Methods: Patients with advanced stage FL from 2 successive prospective randomized trials of the GLSG (MCP vs. CHOP and CHOP vs. R-CHOP, both followed by randomization for IFN maintenance vs. ASCT) were eligible for retrospective analysis of subsequent therapy if they had progressive, relapsed or refractory disease following 1^st line treatment, were <65 years, had no prior ASCT and required treatment according to our established criteria.

Results: 222 patients were identified of whom 167 data sets were available for analysis (n=36 lost to follow-up, n=6 dead before initiation of salvage therapy, n=13 no indication for treatment). Median age was 50 years (range 19–64), 97 pts (58%) were male, 20 pts (12%) had previously received R (R-CHOP 1^st line). 87 pts (53%) were treated with a R-containing salvage regimen. Most commonly used chemotherapy protocols were purin-analogue based (26%), followed by alkylator (22%) and anthracycline (13%) based regimens. Overall response rate (ORR) for chemotherapy with or without R 2^nd line was 86% (CR 39%, PR 47%) and 78% (CR 26%, PR 52%), respectively. Median PFS for pts treated with or without Rituximab 2^nd line was 3.4 and 2.8 years (yrs), median OS 8.3 and 7.2 yrs, respectively. Adequate numbers of peripheral blood stem cells could be harvested in 92% of evaluable patients. 66 pts received ASCT (40%) of whom 31 were also treated with R. 26 pts (39%) received a TBI-containing conditioning therapy. Most common non-hematologic grade 3/4 toxicity of ASCT were mucositis (43%) and infectious complications (30%). 4 pts died within 3 months after ASCT (6%). ORR before and after ASCT was 79% (CR 19%, PR 60%) and 95% (CR 60%, PR 35%), respectively. Median PFS for pts receiving ASCT or not was 5.5 and 2.3 yrs (p=0.038), median OS 7.2 yrs and not reached yet, respectively.
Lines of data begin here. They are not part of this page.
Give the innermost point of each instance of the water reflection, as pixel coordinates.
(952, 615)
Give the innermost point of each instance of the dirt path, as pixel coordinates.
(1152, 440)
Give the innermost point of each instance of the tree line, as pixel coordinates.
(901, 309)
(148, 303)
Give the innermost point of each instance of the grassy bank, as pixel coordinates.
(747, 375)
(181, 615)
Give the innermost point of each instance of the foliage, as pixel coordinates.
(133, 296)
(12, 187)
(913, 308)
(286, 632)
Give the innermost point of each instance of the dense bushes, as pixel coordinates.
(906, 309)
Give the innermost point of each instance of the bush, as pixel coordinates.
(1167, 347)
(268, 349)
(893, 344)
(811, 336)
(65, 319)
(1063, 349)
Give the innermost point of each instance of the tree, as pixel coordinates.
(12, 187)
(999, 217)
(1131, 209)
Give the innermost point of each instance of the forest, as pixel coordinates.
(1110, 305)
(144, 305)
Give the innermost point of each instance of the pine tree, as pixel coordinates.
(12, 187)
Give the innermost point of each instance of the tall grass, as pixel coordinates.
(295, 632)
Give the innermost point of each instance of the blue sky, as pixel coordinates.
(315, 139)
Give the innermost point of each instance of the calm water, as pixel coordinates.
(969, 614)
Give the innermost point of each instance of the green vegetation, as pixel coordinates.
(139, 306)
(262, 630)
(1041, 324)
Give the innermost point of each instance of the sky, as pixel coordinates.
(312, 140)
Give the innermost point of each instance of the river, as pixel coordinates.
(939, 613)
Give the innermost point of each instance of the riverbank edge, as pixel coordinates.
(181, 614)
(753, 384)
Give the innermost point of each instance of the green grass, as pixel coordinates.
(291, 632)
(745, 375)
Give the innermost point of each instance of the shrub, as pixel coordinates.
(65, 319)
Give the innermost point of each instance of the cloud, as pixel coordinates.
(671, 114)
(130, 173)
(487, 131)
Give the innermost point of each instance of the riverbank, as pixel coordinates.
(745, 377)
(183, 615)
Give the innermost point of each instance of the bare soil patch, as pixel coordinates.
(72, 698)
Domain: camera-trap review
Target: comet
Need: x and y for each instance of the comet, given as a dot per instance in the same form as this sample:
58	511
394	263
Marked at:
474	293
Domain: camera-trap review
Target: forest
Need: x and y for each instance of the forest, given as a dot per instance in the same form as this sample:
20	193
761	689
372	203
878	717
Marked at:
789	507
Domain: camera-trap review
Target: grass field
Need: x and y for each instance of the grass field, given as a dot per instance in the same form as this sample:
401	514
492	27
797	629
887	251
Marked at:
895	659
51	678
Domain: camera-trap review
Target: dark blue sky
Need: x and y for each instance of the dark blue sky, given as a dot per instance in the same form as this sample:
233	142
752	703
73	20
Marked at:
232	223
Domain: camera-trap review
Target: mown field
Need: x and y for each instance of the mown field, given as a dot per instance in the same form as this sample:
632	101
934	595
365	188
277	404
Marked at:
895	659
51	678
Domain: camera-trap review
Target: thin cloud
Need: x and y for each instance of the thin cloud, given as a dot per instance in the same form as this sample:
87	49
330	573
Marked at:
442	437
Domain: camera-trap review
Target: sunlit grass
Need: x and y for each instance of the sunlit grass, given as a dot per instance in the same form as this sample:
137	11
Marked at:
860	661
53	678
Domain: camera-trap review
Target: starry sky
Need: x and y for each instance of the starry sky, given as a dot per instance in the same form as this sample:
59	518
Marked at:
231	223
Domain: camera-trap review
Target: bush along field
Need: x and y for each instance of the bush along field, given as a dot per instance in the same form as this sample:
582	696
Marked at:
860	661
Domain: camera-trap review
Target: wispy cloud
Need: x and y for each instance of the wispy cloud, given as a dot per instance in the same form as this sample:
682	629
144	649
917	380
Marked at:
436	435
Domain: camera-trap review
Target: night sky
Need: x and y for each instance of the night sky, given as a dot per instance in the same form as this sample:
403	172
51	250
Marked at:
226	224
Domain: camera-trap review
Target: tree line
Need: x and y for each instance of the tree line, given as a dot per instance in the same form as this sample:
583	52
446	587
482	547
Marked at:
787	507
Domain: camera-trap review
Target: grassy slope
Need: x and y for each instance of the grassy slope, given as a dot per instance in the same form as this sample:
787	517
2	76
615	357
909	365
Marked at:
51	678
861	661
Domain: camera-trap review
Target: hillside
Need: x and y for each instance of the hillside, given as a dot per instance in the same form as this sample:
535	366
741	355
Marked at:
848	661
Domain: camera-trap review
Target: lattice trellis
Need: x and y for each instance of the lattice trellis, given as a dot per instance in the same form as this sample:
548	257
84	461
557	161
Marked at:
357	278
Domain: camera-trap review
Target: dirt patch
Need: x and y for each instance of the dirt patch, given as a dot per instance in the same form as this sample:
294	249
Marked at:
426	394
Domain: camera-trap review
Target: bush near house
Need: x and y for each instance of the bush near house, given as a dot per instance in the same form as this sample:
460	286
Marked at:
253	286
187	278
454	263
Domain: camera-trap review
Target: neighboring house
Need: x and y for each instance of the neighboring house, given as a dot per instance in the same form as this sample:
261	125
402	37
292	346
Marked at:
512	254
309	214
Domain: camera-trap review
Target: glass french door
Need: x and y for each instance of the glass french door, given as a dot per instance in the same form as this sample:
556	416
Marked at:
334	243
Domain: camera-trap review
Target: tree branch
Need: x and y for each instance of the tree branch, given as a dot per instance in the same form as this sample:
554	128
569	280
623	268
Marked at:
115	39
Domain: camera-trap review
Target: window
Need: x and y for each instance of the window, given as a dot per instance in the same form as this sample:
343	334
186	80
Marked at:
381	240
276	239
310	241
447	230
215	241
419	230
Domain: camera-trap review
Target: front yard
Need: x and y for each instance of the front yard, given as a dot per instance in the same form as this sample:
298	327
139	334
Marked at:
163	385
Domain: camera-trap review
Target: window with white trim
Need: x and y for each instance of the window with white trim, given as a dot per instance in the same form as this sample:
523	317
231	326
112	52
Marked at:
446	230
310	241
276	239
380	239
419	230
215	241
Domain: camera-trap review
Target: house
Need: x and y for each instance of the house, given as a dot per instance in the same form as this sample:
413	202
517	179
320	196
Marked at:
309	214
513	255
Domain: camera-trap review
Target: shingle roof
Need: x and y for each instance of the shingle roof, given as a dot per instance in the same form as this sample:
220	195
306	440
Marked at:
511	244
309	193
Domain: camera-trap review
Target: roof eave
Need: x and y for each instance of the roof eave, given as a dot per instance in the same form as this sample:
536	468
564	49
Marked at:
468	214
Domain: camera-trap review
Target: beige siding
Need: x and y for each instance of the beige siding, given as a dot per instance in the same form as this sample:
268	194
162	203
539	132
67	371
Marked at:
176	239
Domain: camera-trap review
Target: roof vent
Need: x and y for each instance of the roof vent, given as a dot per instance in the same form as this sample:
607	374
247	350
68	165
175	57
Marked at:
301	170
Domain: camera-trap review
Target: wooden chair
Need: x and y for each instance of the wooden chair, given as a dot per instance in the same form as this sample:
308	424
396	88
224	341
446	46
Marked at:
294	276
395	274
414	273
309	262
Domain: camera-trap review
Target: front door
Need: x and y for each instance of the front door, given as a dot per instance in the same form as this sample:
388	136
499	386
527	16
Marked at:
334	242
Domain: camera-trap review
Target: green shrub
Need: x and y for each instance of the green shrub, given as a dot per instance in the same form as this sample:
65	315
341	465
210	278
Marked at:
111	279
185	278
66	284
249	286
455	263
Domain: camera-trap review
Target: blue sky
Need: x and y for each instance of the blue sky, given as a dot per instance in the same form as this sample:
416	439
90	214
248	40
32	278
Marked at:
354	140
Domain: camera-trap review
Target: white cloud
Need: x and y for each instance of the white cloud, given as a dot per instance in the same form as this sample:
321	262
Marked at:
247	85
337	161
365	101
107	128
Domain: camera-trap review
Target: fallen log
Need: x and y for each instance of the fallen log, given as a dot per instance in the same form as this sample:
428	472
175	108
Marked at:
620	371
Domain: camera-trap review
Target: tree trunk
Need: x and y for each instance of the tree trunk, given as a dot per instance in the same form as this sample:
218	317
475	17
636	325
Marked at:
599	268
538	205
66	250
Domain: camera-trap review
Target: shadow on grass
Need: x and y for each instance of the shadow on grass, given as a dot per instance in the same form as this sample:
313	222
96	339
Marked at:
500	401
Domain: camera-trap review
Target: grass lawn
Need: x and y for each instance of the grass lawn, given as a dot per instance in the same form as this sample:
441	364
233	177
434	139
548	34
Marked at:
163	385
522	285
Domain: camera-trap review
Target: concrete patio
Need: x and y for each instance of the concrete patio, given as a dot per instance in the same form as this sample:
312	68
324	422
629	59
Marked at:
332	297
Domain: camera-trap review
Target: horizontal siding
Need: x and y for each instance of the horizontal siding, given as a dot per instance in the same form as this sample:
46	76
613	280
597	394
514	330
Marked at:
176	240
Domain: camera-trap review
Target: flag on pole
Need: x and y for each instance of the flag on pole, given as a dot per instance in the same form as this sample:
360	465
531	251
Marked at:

Conclusion: This retrospective analysis of two prospective multicenter trials suggests that patients with relapsed FL qualifying for ASCT may profit from that approach in terms of improved response rates and prolonged remission duration, albeit with more toxicity and an early death rate of 6%. Subgroup analysis revealed that the addition of R to salvage therapy primarily benefited patients not receiving ASCT 2^nd line. Comparison of these results with ASCT in 1^st remission with or without R is ongoing and will be presented at the meeting.